This week I was split between paper writing and looking in to multiple systolic arrays and how they’re used. I also expand a bit on a theme that’s come up in the last two weeks of time co-op.

Using Glenside for Layout Exploration

I’m working on writing up Glenside into a paper that will at least go on Arxiv. I don’t currently have a good evaluation plan for the paper, though. That’s partly why I’m planning on submitting it to Arxiv; without an eval, it feels like a project without a point. The paper will be more of an experience report than anything else.

It’s not like Glenside doesn’t do anything. It is a pretty interesting language for expressing tensor programs, and, among other things, has a clear way of conveying how tensors are iterated over, and the data layouts enabling those iteration schemes. This was important for Glenside’s original intention, as a language that would replace parts of tensor programs with equivalent hardware units. “Equivalent” here was defined as performing the same computation with the same input/output data layout. The problem is not that Glenside was useless; instead, the problem has been that the original idea itself isn’t so useful, as we basically have only one hardware unit to map in: a systolic array (matrix multiplier). So if we can find a way to repurpose Glenside’s strengths, then we’ll have an eval. To that end, I’ll brainstorm some ideas.

Layout Transformations

Glenside understands layouts very well, and has a clear understanding of how layouts can be changed around. One example of this is the fact that Glenside discovers the im2col transformation by flattening a tensor, running it through a systolic array, and then reshaping it. This is a vague notion right now, so let’s try to flesh it out with some questions.
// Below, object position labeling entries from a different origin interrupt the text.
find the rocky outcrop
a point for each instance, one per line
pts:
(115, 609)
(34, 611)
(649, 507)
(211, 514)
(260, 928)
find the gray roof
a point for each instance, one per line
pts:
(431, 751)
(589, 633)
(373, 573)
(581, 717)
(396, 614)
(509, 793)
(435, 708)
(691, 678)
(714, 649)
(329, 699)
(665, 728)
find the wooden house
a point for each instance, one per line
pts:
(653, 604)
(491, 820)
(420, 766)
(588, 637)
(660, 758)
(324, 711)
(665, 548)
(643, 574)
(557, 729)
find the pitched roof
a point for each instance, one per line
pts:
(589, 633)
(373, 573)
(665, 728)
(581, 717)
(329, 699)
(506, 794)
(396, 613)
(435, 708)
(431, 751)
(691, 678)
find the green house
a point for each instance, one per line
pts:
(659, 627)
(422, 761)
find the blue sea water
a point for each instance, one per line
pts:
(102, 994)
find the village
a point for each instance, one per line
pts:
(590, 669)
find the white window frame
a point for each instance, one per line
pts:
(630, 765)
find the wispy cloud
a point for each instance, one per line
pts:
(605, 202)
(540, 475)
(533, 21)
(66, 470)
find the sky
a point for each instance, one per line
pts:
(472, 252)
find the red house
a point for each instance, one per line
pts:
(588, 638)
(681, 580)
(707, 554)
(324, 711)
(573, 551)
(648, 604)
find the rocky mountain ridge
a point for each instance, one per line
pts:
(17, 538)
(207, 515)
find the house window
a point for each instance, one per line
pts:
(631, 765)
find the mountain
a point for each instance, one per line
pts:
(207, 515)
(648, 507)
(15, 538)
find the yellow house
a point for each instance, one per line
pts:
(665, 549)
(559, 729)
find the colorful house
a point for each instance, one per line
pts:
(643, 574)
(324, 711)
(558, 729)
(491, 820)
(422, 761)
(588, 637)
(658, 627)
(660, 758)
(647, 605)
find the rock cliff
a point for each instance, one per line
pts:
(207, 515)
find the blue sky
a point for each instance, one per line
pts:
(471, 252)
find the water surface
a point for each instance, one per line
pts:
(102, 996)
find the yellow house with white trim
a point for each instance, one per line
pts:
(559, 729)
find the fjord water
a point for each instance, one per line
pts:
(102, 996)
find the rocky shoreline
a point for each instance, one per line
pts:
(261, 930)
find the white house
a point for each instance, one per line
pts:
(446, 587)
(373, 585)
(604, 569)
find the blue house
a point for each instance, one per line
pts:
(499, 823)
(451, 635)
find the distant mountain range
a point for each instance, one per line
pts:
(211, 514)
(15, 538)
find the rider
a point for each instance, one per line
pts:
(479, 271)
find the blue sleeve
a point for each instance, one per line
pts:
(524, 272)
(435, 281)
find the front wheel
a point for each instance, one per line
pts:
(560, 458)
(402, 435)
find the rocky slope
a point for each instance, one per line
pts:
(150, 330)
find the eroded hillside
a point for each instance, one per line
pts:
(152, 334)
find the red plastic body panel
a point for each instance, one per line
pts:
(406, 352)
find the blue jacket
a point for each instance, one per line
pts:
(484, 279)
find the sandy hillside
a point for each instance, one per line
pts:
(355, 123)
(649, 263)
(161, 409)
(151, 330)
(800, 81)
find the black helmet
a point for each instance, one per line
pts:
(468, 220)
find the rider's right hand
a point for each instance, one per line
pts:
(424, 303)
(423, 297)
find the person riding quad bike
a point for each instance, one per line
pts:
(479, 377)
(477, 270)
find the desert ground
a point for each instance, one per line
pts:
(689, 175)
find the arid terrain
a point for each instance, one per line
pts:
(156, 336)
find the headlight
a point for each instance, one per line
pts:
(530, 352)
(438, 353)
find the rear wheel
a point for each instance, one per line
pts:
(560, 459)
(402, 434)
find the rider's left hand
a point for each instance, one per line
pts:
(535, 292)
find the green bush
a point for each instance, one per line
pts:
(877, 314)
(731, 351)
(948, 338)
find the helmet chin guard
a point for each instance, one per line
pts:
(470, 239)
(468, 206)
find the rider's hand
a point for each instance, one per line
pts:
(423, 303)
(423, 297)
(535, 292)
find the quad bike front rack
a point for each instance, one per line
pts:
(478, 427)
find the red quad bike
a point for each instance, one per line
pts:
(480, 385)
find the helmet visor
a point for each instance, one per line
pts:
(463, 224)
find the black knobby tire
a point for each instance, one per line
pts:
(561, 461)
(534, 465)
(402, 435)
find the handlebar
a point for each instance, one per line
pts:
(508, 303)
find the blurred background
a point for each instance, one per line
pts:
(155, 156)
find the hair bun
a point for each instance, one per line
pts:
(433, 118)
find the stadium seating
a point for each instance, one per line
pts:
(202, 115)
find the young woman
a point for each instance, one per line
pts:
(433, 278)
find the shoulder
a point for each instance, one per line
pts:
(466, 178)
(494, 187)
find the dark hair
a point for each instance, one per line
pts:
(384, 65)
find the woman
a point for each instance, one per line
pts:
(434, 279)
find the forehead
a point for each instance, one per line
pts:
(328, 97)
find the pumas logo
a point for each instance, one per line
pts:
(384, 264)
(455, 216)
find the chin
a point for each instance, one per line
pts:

What is the goal? Well, as usual, a generic goal is make things faster. How would we make things faster? Discovering more efficient data layouts automatically is potentially useful. But would we be doing codegen? Would we be using this to generate actual code? Part of the point of why this is hard is that generating the code for kernels is often done by hand, as automatically generated code is not as fast. This is why TVM’s scheduling language makes so much sense: it’s a good way to encode optimizations and separate them from the algorithm itself.

I guess, riffing off of that, the question is: can TVM optimize layouts? How does it do it? I found this documentation, which discusses some of the layout optimization that exists in TVM at the moment. This pass is designed to help conform a program to the layout needed by hardware. That’s the thing: everything is determined by the hardware that already exists. The hardware is built, and we simply conform to it. We could imagine building a system which suggests layouts by minimizing layout transformations. This is less directly useful because the necessary kernels may not actually exist. A more useful system might search for ways to string together existing kernels (schedules), but I suspect that, for a specific hardware, there are probably not that many versions of the same kernel to choose from (i.e. for conv2d, there’s probably just one choice of layout for a given piece of hardware.)

I posted to the TVM discuss forum. We’ll see if I get any helpful responses!

Multiple Systolic Arrays

Like last week, I want to understand when multiple systolic arrays make sense.

This week, I have two goals related to this thread of research:

  1. Do some reading. I have a list of papers (SCALEsim, MAESTRO, Eyeriss) related to the topic that I want to start getting through.
  2. Do some hand-compilation. I need to go through the exercise of compiling a convolution, for example, to multiple systolic arrays in a hypothetical spatial arch.

See SCALE-sim notes.

What is hardware without a workload? It’s a question that has come up twice in the past two weeks. First, in so many words, in the time co-op I led last week, when Steven noted that we talk about hardware and software almost as if they’re divorced from the problem you’re trying to solve. My takeaway was the idea that a more holistic view of what we’re trying to do in the first place is always necessary. Then, again, in Bill’s time co-op session this week, when Bill used the phrase “application-specific number system,” and we needed clarification. The explanation: in his work, different computations in the algorithm are annotated with the number system they use (see FPBench/FPCore). The hardware and software concerns are rolled into a single representation.

This deserves its own post. I have lots of thoughts on the matter, but I imagine it’ll keep coming up, and I imagine it’ll be an important theme in my thesis.